Significa togliersi gli occhiali verdi. E riuscire così a scoprire che tutti i barattoli sono effettivamente di mille colori. Riuscendo a vedere mille colori rinasce davvero la speranza di poter dipingere diversamente la stanza. Ma non possiamo stare senza occhiali ed ogni tipo di occhiale, anche il più sofisticato, altera i colori … Anche il rosso più sfavillante sarà, poi, sempre, ideologicamente, rosso … Ed allora che fare? Impariamo a cambiare occhiali quando vogliamo vedere cose diverse. Ma, poi, come dipingiamo quella stanza? Inevitabilmente tutti insieme con occhiali diversi. Perché ognuno può portare un solo tipo di occhiali per volta. E per fare della stanza un capolavoro, sono necessari tutti i colori. Quando il dipinto a mille mani sarà finito potremmo vedere un miracolo che piacerà a tutti e che tutti potranno vederlo in modo sempre diverso. Basterà indossare gli occhiali degli altri e se ne scoprirà un bellezza diversa.

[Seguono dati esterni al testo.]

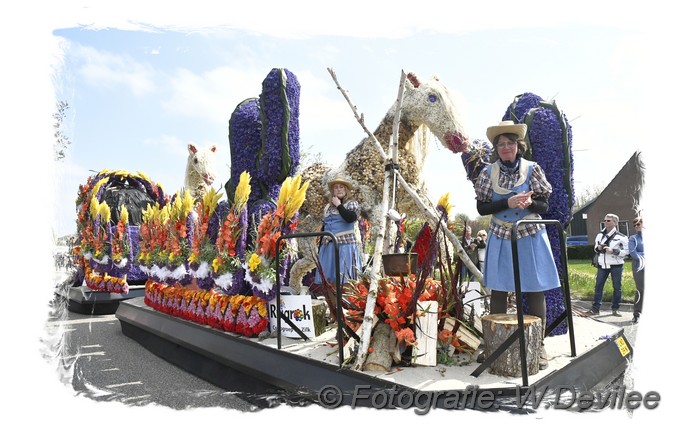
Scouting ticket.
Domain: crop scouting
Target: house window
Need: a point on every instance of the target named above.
(623, 227)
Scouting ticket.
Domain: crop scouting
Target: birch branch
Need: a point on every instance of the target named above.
(377, 258)
(367, 324)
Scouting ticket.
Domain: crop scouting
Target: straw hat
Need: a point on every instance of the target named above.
(506, 126)
(339, 179)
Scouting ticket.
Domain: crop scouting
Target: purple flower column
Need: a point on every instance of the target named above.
(279, 154)
(550, 145)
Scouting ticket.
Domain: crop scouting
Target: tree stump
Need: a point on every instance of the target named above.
(384, 345)
(319, 316)
(497, 328)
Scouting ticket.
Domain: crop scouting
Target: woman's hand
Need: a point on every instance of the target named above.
(521, 200)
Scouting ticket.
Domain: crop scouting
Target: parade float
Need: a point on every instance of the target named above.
(225, 273)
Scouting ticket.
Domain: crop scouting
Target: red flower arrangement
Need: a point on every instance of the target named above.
(243, 315)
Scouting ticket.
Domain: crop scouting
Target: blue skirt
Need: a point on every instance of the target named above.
(349, 260)
(537, 269)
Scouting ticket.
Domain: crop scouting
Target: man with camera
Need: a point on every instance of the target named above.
(611, 247)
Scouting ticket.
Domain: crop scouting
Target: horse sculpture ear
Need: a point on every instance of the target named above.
(412, 81)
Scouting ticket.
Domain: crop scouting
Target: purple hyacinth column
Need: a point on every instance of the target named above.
(550, 145)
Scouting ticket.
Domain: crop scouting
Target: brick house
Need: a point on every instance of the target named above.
(621, 197)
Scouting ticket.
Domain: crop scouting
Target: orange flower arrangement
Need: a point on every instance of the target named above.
(260, 268)
(391, 304)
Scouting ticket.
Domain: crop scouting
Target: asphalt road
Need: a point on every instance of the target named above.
(101, 363)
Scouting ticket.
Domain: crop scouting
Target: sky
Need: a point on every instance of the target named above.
(137, 97)
(142, 82)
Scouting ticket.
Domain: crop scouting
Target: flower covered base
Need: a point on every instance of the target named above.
(243, 315)
(105, 283)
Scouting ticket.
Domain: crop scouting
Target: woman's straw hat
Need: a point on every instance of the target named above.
(506, 126)
(339, 180)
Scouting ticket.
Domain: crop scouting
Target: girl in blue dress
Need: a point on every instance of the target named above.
(510, 189)
(340, 217)
(636, 247)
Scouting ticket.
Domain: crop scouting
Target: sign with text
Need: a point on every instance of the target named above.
(296, 308)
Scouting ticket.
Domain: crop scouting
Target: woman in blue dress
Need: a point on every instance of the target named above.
(340, 217)
(510, 189)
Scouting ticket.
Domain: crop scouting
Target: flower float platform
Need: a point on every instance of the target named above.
(308, 367)
(83, 300)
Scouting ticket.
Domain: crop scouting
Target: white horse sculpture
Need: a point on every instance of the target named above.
(426, 107)
(200, 170)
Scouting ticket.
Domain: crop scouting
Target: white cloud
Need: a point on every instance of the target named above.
(104, 70)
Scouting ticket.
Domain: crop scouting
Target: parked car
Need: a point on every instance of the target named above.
(577, 240)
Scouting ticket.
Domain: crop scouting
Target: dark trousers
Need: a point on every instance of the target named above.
(602, 273)
(639, 278)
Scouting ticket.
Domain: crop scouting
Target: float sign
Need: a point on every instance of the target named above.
(297, 308)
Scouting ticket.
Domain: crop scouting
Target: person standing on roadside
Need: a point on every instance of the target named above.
(637, 252)
(612, 248)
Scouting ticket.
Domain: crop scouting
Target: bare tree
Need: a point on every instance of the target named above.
(61, 141)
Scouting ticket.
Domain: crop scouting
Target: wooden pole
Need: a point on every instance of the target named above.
(367, 325)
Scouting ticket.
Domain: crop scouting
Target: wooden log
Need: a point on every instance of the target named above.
(383, 345)
(319, 316)
(497, 328)
(426, 334)
(464, 335)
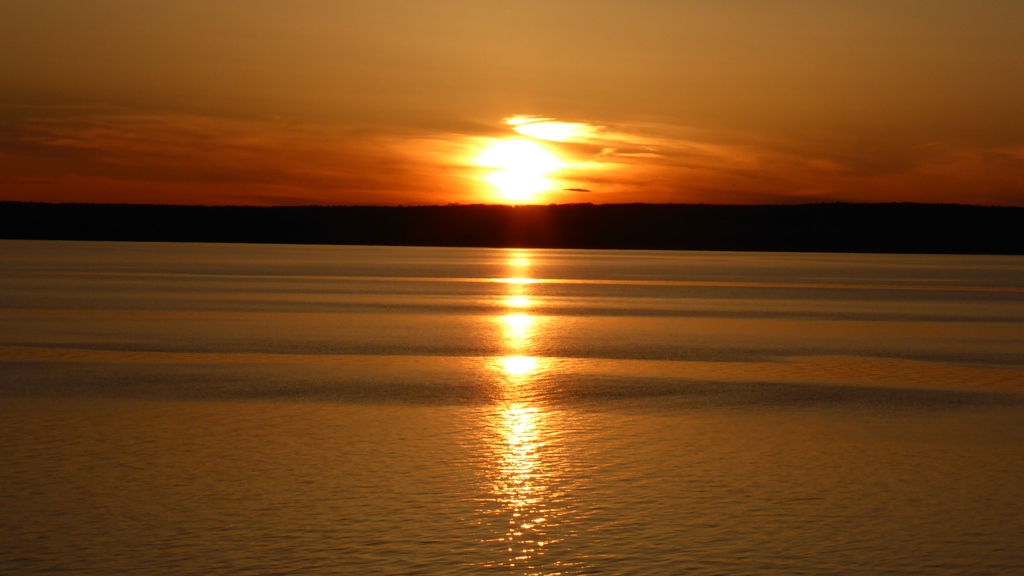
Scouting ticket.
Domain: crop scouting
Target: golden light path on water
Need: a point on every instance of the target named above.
(524, 467)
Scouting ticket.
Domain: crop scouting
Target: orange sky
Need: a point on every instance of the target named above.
(336, 101)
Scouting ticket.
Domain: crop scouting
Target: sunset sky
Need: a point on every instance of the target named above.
(433, 101)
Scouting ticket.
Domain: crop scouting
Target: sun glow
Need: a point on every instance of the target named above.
(519, 168)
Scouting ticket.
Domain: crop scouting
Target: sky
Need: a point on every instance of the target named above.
(438, 101)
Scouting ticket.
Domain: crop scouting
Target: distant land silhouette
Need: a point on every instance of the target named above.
(809, 228)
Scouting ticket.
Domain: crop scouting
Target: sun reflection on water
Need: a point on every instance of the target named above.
(524, 505)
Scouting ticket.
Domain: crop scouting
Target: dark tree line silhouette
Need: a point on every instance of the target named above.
(820, 228)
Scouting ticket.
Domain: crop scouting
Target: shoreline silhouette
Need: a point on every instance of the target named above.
(892, 228)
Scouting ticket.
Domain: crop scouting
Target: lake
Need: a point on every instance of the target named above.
(269, 409)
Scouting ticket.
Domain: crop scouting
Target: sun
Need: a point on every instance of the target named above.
(518, 168)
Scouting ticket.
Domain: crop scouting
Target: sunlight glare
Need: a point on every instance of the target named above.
(518, 365)
(519, 168)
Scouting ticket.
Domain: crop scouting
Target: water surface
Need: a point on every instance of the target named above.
(188, 408)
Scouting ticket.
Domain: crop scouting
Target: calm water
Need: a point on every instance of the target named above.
(188, 409)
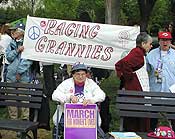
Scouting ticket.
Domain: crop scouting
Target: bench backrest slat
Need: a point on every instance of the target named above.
(145, 104)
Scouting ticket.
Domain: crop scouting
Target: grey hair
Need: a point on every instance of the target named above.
(142, 37)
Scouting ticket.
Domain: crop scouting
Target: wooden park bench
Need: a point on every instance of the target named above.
(21, 95)
(145, 105)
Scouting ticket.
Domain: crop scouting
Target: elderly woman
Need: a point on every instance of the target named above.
(77, 89)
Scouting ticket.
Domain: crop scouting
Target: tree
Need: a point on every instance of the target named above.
(146, 7)
(3, 1)
(112, 11)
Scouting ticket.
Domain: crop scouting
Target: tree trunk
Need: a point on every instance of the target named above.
(112, 11)
(146, 7)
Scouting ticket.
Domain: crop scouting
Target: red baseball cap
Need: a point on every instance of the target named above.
(164, 35)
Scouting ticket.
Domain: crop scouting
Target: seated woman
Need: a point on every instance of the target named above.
(71, 91)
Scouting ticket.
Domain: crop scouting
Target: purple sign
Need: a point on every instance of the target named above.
(80, 122)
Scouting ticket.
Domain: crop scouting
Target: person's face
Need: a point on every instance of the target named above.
(79, 77)
(170, 28)
(147, 45)
(164, 44)
(17, 35)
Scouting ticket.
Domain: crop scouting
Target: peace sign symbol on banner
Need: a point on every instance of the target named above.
(34, 33)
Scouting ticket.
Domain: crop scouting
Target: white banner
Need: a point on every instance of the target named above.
(67, 42)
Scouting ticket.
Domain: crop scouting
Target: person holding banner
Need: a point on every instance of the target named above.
(77, 89)
(132, 72)
(18, 69)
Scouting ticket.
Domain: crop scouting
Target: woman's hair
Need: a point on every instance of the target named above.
(142, 37)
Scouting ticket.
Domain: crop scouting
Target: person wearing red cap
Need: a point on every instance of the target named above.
(127, 70)
(161, 64)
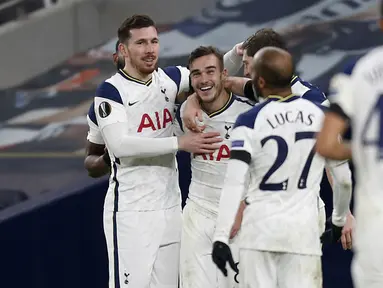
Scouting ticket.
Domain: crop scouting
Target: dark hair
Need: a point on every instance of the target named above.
(133, 22)
(204, 51)
(263, 38)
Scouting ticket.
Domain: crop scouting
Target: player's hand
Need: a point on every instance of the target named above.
(222, 254)
(346, 238)
(199, 143)
(191, 113)
(332, 235)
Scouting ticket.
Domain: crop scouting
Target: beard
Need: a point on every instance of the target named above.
(143, 68)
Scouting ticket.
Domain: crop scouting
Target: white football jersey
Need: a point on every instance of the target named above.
(94, 133)
(285, 175)
(360, 97)
(147, 183)
(209, 170)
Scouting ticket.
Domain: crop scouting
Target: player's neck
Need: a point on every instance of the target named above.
(279, 92)
(132, 72)
(217, 104)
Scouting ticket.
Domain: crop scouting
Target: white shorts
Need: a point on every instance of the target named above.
(278, 270)
(197, 269)
(143, 248)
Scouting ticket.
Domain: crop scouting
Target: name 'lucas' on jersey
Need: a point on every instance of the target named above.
(149, 105)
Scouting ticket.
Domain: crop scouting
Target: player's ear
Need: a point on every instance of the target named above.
(123, 49)
(261, 82)
(115, 58)
(225, 73)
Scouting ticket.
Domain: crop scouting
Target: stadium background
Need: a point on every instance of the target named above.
(54, 237)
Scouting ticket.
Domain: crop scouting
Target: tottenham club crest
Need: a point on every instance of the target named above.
(104, 109)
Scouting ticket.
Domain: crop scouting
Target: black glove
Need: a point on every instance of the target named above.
(332, 235)
(222, 254)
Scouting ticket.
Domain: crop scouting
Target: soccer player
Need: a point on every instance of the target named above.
(135, 112)
(274, 142)
(358, 100)
(220, 110)
(97, 160)
(340, 172)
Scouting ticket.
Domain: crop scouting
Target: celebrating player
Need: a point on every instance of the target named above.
(366, 83)
(97, 160)
(340, 172)
(134, 112)
(220, 110)
(274, 142)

Allora il nostro programma è molto semplice. Apparirà forse banale e ininfluente: diffonderemo nuovi linguaggi ed attiveremo gruppi progettuali che li useranno per progettare i mille aspetti di una nuova società.

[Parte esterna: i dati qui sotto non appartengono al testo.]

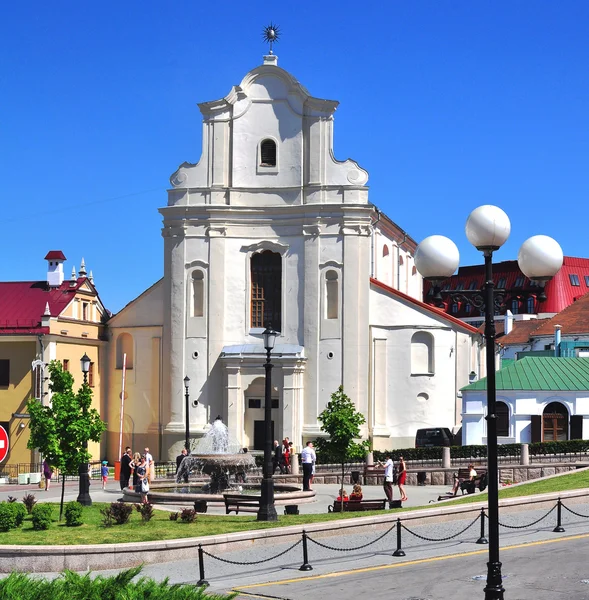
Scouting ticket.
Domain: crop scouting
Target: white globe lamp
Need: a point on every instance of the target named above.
(487, 227)
(437, 257)
(540, 258)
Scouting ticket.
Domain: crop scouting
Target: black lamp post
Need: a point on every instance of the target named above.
(540, 257)
(187, 412)
(267, 510)
(84, 489)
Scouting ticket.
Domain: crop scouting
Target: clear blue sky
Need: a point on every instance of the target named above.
(448, 104)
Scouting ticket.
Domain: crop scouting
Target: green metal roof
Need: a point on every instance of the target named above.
(540, 374)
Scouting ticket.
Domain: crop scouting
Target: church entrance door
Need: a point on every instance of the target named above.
(259, 437)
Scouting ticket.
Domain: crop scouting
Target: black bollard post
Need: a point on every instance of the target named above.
(559, 528)
(482, 539)
(305, 566)
(201, 568)
(399, 551)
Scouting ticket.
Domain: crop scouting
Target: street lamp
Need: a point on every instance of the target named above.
(84, 486)
(540, 257)
(187, 415)
(267, 510)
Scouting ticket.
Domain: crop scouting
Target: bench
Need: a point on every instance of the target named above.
(241, 502)
(361, 505)
(468, 486)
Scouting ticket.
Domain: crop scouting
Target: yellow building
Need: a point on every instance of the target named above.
(41, 321)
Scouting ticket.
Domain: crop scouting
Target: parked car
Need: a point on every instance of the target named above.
(433, 436)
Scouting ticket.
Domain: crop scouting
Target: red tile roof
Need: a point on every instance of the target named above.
(22, 304)
(560, 292)
(55, 255)
(522, 331)
(427, 307)
(574, 319)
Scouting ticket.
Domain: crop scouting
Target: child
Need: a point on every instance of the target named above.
(104, 473)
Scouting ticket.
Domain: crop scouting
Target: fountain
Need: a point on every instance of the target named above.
(226, 464)
(219, 457)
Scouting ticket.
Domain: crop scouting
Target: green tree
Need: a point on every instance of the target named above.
(341, 421)
(60, 431)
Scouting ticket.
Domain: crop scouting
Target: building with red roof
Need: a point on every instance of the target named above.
(43, 320)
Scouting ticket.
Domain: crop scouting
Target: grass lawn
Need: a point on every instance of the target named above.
(161, 528)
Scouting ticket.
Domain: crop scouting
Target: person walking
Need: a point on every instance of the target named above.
(179, 460)
(387, 485)
(134, 464)
(125, 474)
(277, 458)
(149, 465)
(308, 458)
(401, 478)
(104, 473)
(143, 480)
(47, 473)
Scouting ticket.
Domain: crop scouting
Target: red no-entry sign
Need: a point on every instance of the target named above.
(3, 443)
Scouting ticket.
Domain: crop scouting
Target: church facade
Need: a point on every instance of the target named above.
(269, 228)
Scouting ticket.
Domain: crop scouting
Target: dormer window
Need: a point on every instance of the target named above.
(268, 153)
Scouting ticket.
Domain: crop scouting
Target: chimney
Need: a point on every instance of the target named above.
(55, 260)
(557, 329)
(508, 323)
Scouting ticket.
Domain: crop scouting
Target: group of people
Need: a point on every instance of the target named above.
(282, 456)
(394, 475)
(139, 467)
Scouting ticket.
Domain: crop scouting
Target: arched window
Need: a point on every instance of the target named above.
(555, 423)
(502, 412)
(331, 295)
(266, 290)
(422, 353)
(531, 305)
(125, 346)
(198, 293)
(268, 153)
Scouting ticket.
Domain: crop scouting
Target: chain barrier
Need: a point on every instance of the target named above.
(444, 539)
(255, 562)
(575, 513)
(327, 547)
(528, 524)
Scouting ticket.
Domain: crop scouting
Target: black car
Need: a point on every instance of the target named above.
(433, 436)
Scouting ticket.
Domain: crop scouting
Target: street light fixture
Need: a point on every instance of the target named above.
(540, 257)
(187, 414)
(267, 510)
(84, 476)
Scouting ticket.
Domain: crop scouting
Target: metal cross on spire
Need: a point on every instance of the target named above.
(271, 34)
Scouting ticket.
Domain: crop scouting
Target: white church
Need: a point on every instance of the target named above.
(269, 227)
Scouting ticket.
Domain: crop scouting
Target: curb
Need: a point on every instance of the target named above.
(98, 557)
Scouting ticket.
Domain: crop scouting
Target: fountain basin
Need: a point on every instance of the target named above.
(163, 493)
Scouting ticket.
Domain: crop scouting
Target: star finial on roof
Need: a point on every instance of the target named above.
(271, 34)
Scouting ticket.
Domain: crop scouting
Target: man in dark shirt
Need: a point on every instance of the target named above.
(179, 460)
(277, 460)
(125, 468)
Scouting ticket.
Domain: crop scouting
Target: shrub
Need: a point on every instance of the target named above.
(7, 516)
(73, 514)
(29, 501)
(119, 512)
(188, 515)
(20, 512)
(41, 516)
(146, 511)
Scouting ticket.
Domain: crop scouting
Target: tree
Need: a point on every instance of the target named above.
(341, 421)
(62, 430)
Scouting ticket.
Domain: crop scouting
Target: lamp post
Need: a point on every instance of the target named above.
(84, 486)
(187, 413)
(436, 258)
(267, 510)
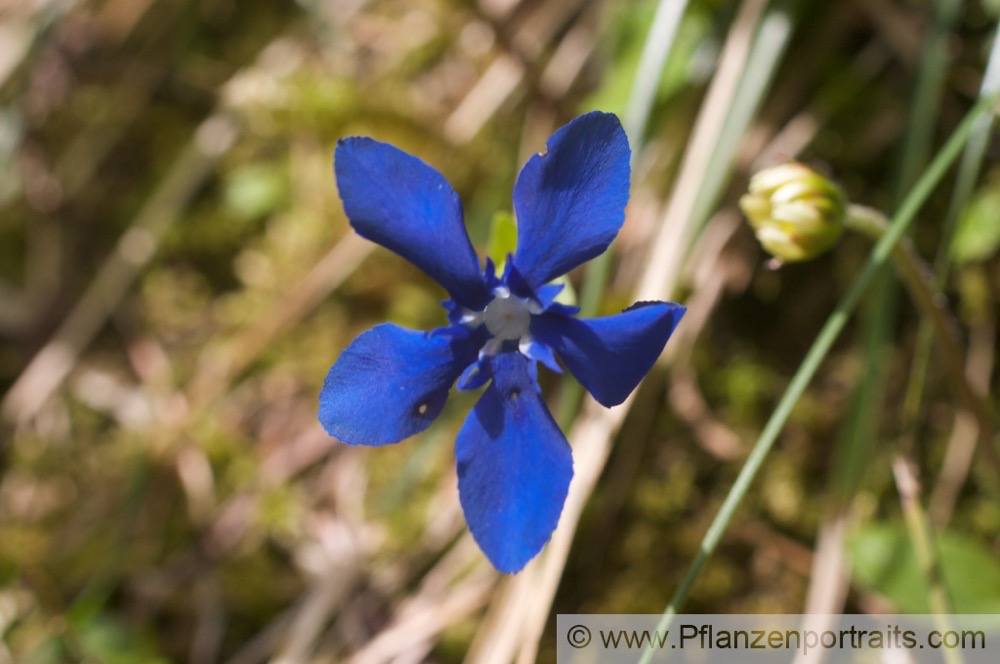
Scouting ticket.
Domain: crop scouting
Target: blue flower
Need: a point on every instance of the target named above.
(514, 464)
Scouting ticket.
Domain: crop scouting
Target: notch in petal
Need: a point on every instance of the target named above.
(514, 467)
(390, 383)
(398, 201)
(610, 355)
(570, 201)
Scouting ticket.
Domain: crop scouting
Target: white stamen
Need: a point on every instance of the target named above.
(471, 318)
(491, 347)
(507, 318)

I linguaggi sono i modelli e le metafore che nell'ultimo secolo, provenendo sostanzialmente dalle scienze della natura, si sono aggiunti a quelli tipici della società industriale.
Il metodo con il quale li useremo sarà Sorgente Aperta …
Ma perché “balbettanti”? Perché nel progettare un nuovo mondo ci rendiamo conto che il primo esprimersi non sarà che un balbettio. E, perché “poietici”? Perché il balbettio dovrà essere fecondo. Si trasformerà certamente in storie che cominceranno ad essere vissute.
Allora anche questo manifesto è un balbettio poietico? Certamente. Speriamo di doverlo riscrivere al più presto meno balbettante e più fecondo.